I think I have a little right to bore you with such a long letter, for there are not so many writers (even minor ones) who originated from the gullies of Yezhov Village. My father came from Stanitsa Slashchovskaya (from a big and well-known family). But in 1922, a famine year, he met my mother in Vyoshki and later they moved into my mother’s empty house in Yezhovka Village. There he worked as Secretary of the local Board as long as all sorts of turning points came.

Before 1940, I studied in Kumylga (and, by the way, was a friend of Knyazev boys, whom you know very well) and when 17, I immediately left for the Far North for the premature promotion of the ideas of the XX Congress. As one of the books read, “he sawed fire wood until doomsday”, and how great it was there, one can partly learn from the story “Prometheus Number 319”, though the scene in the story is somewhat displaced.
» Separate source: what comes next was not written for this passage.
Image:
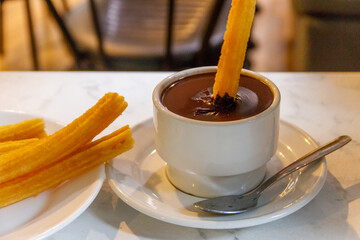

I began to write later, and published my books from 1950. Twice (in 1947 and 1949) I came from Kumylga to Vyoshenskaya to see Sholokhov, but I failed to catch him. Then we met at the Higher Literary Courses in 1959...

Dear Mikhail Alexandrovich!

Be healthy and happy! I wish you strength and perpetual courage for years to come!

Give my best, countryman’s regard to your Mariya Petrovna. Yours, Anatoly Znamensky.      Khadyzhensk, the Krasnodar Territory, 2a Rabochaya Str. May, 3, 1965.

 

Anatoly Dmitriyevich Znamensky (1923–1997) is a novelist, poet, literary critics, the winner of the RSFSR State M.Gorky Prize (1989), one of the first winners of the International Mikhail Sholokhov Prize in literature and art (1993).